28 Março 2018 | 06h01

Ambos recém-separados, o vocalista do Blur Damon Albarn e o quadrinista Jamie Hewlett, da HQ elogiada Tank Girl, dividiam um apartamento na Westbourne Grove, no bairro de Nothing Hill, em Londres. Numa madrugada de 1997, assistiam ao canal MTV e debatiam a influência da emissora na cultura pop, numa época na qual sua programação era tomada por videoclipes de artistas do rock e do pop.

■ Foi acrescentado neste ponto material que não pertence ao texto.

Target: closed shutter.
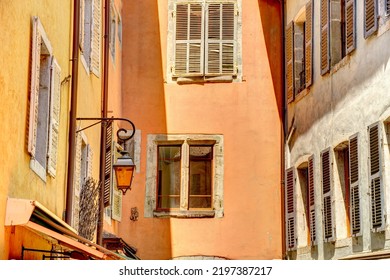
[345,0,356,54]
[321,149,334,241]
[368,124,384,230]
[173,3,204,76]
[205,3,236,76]
[349,135,361,235]
[321,0,330,75]
[285,22,294,103]
[364,0,378,38]
[305,0,313,87]
[91,0,101,76]
[28,17,42,157]
[47,58,61,177]
[285,168,297,250]
[308,156,317,245]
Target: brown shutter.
[345,0,356,54]
[364,0,378,38]
[285,22,294,102]
[285,168,297,250]
[321,0,330,75]
[305,0,313,87]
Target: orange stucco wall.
[119,0,282,259]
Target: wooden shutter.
[285,22,294,103]
[173,3,204,76]
[321,149,334,241]
[345,0,356,54]
[103,122,113,207]
[368,124,384,230]
[349,135,361,235]
[28,17,42,157]
[47,58,61,177]
[305,0,313,87]
[205,3,236,76]
[285,168,297,250]
[308,156,317,245]
[321,0,330,75]
[364,0,378,38]
[91,0,101,76]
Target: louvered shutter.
[364,0,378,38]
[47,58,61,177]
[205,3,236,76]
[305,0,313,87]
[103,122,113,207]
[28,17,42,157]
[285,168,297,250]
[321,0,330,75]
[345,0,356,54]
[349,135,361,235]
[308,156,317,245]
[91,0,101,76]
[285,22,294,102]
[173,3,204,76]
[321,149,334,241]
[368,124,384,230]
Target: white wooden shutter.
[364,0,378,38]
[173,3,204,76]
[205,3,236,76]
[368,123,384,230]
[308,156,317,245]
[285,167,297,250]
[305,0,313,87]
[321,0,330,75]
[345,0,356,54]
[349,135,361,235]
[91,0,102,76]
[321,149,334,241]
[28,17,42,157]
[285,22,294,103]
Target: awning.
[5,198,126,260]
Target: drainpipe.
[65,0,80,225]
[96,0,110,245]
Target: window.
[145,134,223,217]
[168,0,241,82]
[28,17,61,181]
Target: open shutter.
[205,3,236,76]
[349,135,361,235]
[308,156,317,245]
[285,168,297,250]
[345,0,356,54]
[321,0,330,75]
[305,0,313,87]
[368,123,384,231]
[173,3,204,76]
[91,0,101,76]
[285,22,294,103]
[364,0,378,38]
[47,58,61,177]
[321,149,334,241]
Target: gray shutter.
[305,0,313,87]
[349,135,361,235]
[364,0,378,38]
[368,123,384,231]
[321,0,330,75]
[205,3,236,76]
[285,167,297,250]
[285,22,294,103]
[173,3,204,76]
[321,149,334,241]
[345,0,356,54]
[47,58,61,177]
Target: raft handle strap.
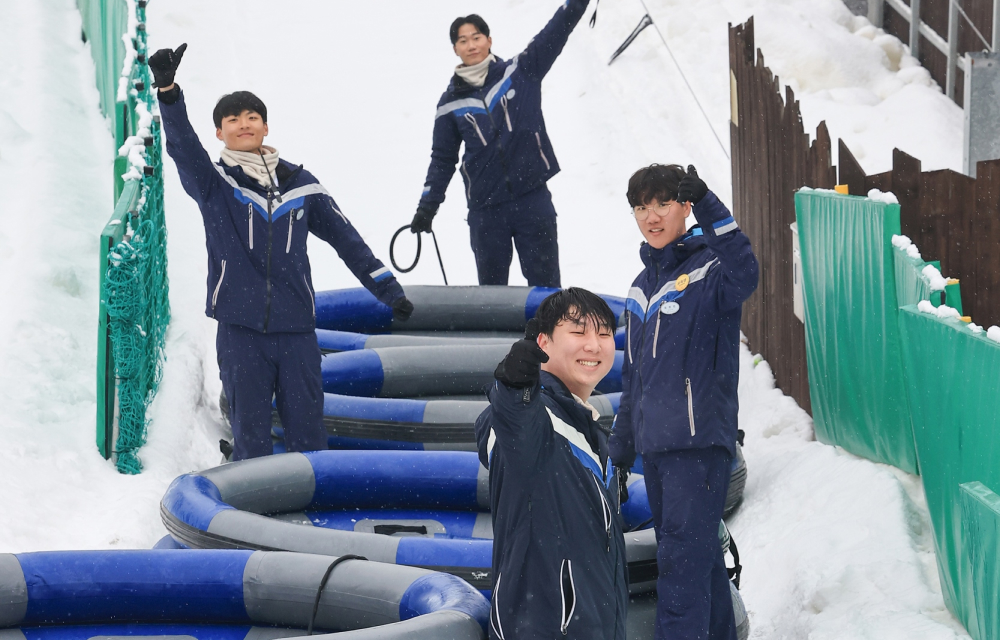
[306,553,368,636]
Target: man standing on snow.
[149,44,413,460]
[410,0,588,287]
[610,164,758,640]
[476,288,624,640]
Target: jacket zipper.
[302,273,316,320]
[684,378,694,438]
[463,107,489,147]
[247,202,253,251]
[500,96,514,133]
[264,189,274,333]
[212,260,226,318]
[490,573,505,640]
[559,558,576,635]
[461,162,472,200]
[535,131,552,171]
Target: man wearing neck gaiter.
[410,0,588,287]
[149,45,413,460]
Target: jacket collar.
[540,371,608,464]
[639,225,708,271]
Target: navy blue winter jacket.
[160,91,403,333]
[610,191,758,466]
[476,372,628,640]
[420,0,588,211]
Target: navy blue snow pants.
[215,322,327,461]
[469,184,560,288]
[642,447,736,640]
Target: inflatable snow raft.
[0,550,489,640]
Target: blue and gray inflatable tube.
[0,550,489,640]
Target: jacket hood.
[639,225,708,271]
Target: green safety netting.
[91,0,170,473]
[959,482,1000,640]
[899,306,1000,638]
[795,189,917,473]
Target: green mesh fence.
[795,190,917,473]
[92,0,170,473]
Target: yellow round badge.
[674,273,691,291]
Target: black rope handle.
[389,224,448,286]
[306,553,368,636]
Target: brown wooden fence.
[729,18,1000,412]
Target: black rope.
[306,553,368,636]
[389,224,448,285]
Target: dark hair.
[212,91,267,129]
[448,13,490,45]
[626,164,684,207]
[535,287,618,337]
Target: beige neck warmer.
[455,53,497,87]
[222,147,278,188]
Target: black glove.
[493,318,549,389]
[392,296,413,322]
[410,207,437,233]
[615,467,629,505]
[677,164,708,204]
[149,42,187,88]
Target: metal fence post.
[963,53,1000,178]
[910,0,924,60]
[868,0,885,28]
[944,0,958,100]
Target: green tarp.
[959,482,1000,640]
[899,306,1000,638]
[795,189,919,473]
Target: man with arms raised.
[476,288,628,640]
[610,164,758,640]
[149,44,413,460]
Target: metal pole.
[910,0,924,60]
[944,0,958,100]
[868,0,885,28]
[993,0,1000,52]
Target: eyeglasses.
[632,200,677,222]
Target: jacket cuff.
[692,191,739,237]
[156,83,181,104]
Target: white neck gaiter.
[455,53,497,87]
[221,147,278,188]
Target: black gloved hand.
[493,318,549,389]
[677,164,708,204]
[615,467,629,505]
[410,207,437,233]
[392,296,413,322]
[149,42,187,89]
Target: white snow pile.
[892,235,923,260]
[0,0,976,640]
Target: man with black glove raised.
[610,164,758,640]
[476,288,628,640]
[149,44,413,460]
[410,0,589,287]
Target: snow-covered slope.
[0,0,965,638]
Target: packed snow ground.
[0,0,967,639]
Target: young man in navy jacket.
[149,45,413,460]
[476,288,624,640]
[610,165,758,640]
[410,0,588,287]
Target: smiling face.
[632,200,691,249]
[538,313,615,400]
[454,22,493,67]
[215,110,267,152]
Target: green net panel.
[98,0,170,473]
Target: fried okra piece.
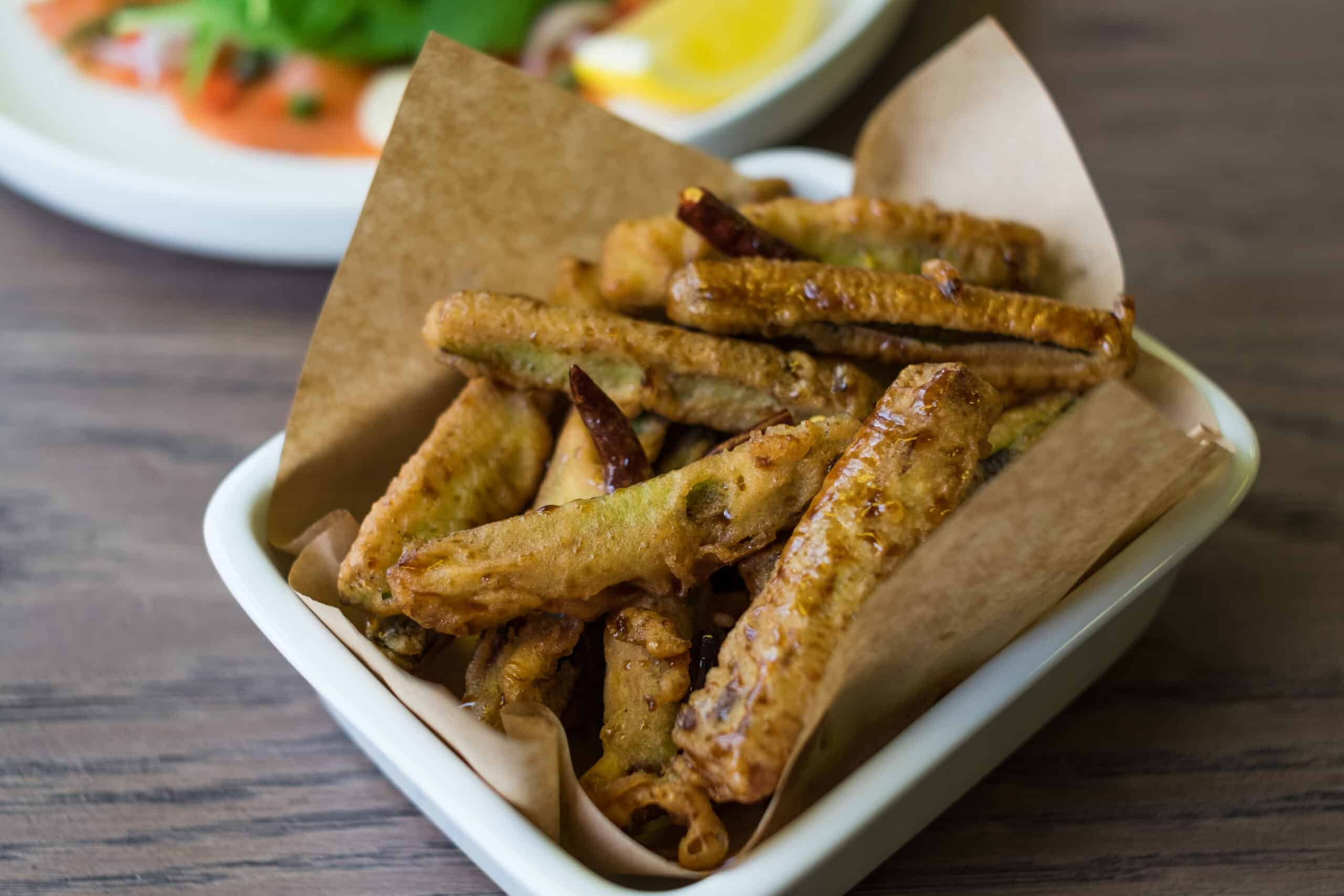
[387,416,859,634]
[570,381,729,868]
[465,392,668,728]
[463,613,583,728]
[667,258,1138,392]
[600,196,1044,314]
[338,379,551,617]
[423,293,880,433]
[582,594,694,800]
[532,408,668,509]
[674,364,1000,803]
[594,768,729,870]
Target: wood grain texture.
[0,0,1344,896]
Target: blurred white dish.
[0,0,911,265]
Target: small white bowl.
[206,149,1259,896]
[0,0,911,266]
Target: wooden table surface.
[0,0,1344,896]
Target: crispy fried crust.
[423,293,879,433]
[463,613,583,728]
[667,259,1138,392]
[387,416,857,634]
[532,408,668,511]
[674,364,1000,803]
[594,771,729,870]
[582,594,692,798]
[338,379,551,615]
[600,196,1044,313]
[467,410,667,728]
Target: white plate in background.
[0,0,911,265]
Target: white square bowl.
[204,149,1259,896]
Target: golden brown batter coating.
[387,416,857,634]
[600,196,1044,313]
[738,536,789,598]
[582,594,692,798]
[338,379,551,615]
[423,293,880,433]
[532,408,668,511]
[668,258,1138,392]
[463,613,583,728]
[594,771,729,870]
[674,364,1000,803]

Decidiram criar um grupo que, em crítica, não existiria na vida real, apenas nas telinhas, com personagens em uma realidade próxima da nossa, porém absurda, elevada a situações surrealistas. No Gorillaz, Albarn (com a identidade mantida em sigilo por pouquíssimo tempo) teria a possibilidade de explorar uma estética sonora distante da direção guitarrística do Blur, com hip-hop e beats eletrônicos, enquanto Hewlett deu vida e personalidade a 2D (voz), Murdoc Niccals (baixo), Noodle (teclado) e Russel Hobbs (bateria).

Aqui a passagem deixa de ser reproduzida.